Waqar Younis did well to appear considerably composed and calm after a thumping defeat that revealed the true fragility of Pakistan's challenge in this World Cup. Pakistan's coach even played along with a couple of Kamran Akmal jokes, of which there were many.

He has seen days like this in his own time, days when Pakistan unravel so swiftly and so completely, everyone feels like a fool for thinking, hey, they're looking good as a unit. But there is something about Waqar these days, a thoughtfulness and patience even, not apparent in his early, brasher years, which might just hold them in good stead over the next couple of days.

There was much appreciation of an incredible innings from Ross Taylor and a noble attempt to deflect blame from Akmal, a man least in need of avoiding blame. Shahid Afridi, at around the same time, was telling a Pakistani channel that Umar Akmal may be used as a wicketkeeper in forthcoming games. But the core message was that they need not become despondent yet.

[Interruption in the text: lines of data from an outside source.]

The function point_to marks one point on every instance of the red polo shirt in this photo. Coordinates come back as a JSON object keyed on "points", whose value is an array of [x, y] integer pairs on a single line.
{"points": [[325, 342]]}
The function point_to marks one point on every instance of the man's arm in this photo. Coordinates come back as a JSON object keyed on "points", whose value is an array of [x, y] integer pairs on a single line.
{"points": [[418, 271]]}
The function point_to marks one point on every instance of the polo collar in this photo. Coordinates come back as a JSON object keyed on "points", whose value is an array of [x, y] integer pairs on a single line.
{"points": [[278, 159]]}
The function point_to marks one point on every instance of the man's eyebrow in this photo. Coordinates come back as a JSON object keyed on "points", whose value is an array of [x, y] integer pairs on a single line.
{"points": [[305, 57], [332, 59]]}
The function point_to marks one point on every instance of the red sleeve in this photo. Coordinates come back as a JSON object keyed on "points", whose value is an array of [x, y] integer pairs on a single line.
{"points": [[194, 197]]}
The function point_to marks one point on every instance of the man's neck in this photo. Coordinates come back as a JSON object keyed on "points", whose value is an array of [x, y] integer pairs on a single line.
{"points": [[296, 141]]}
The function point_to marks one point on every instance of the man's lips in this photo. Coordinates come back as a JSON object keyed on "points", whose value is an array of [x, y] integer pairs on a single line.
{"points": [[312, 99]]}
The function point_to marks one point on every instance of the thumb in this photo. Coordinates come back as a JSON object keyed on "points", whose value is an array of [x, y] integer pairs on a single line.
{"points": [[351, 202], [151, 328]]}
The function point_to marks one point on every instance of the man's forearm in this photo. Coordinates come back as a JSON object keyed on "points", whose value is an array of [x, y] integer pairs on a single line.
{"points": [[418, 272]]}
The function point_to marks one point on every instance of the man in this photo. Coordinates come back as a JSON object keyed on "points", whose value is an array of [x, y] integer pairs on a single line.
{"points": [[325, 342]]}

"We are not going to panic here," Waqar said. "That's the important thing because if we panic here we're really going to struggle in this tournament. There are still big games to come, we've got Australia to handle and then we've got a quarter-final if we get there, so I don't think we should panic about it. We had a bad day. We should stop here and look forward."

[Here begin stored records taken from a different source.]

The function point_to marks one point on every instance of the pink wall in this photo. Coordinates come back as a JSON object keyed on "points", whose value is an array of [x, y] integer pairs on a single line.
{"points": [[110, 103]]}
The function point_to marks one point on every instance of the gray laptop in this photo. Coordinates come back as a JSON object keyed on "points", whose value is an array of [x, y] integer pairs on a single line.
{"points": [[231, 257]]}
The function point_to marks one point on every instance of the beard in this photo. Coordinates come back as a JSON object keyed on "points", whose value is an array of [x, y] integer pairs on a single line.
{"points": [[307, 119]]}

The sense early on in the game was clear: some days Pakistan turn up and some days they don't. This was one of those when they didn't. Shoaib Akhtar bowled no-balls, there were wides and overthrows and misfields. The energy that had been apparent in the field in three games was considerably down and slipped further with each Akmal fumble. Afridi seemed irate, distracted.

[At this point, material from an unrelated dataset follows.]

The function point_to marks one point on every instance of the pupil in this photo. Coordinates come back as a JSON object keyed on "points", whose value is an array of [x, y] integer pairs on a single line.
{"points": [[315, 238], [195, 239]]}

Ahmed Shehzad, usually the bounciest in the field, was invisible, weighed down, no doubt, by three failures with the bat. The sun - this was the first time Pakistan had fielded during the day - seemed to drain them. Shehzad's form, and partnership with Mohammad Hafeez, is now officially under the scanner. In four games, the pair have put on 11, 28, 16 and now 5.

"We've got five days to recover from this defeat, it's a big defeat," Waqar said. "We've got to sit down and start talking rather than practicing because it's not on. We need to really start delivering when you talk about the opening slot, even if we have to make any changes. We might do that, yes, because it's been a worry for the Pakistan team for the last couple of matches that the opening has really not given a decent start, and that's why we are suffering."

No doubt Waqar will also bring his own considerable expertise of bowling at the death to bear now, in the harsh light of an assault that saw 100 runs given away in five, scarcely believable overs. New Zealand's timing of the batting Powerplay was cunning, forcing Afridi to bowl out himself and Umar Gul, their best bowler on the day. But Waqar would still have expected more from Shoaib and Abdul Razzaq than the buffet of thigh and waist-high full tosses they eventually served up.

"The drops were a big turning point, without a doubt," he said. "To give chances to somebody like Ross Taylor, who's a top player in their side, two chances in three balls really cost us, but we bowled poorly also in the end. A couple of overs from Shoaib and Razzaq really, 50-60 runs in two overs and you don't expect to win after that. We didn't bowl at the right areas where we needed to bowl in the block hole and with more variations, slower ones."

They are in trouble, but only if they stay as defensive as they have done so far. "We have five days to recover and think about it and don't do the mistakes which we did in this game. The tournament is still wide open, we started well and won three games. I don't think we should worry that much that we are not going to qualify for the quarterfinals but definitely we want to get some of the momentum from here on and make sure we win the rest of our games."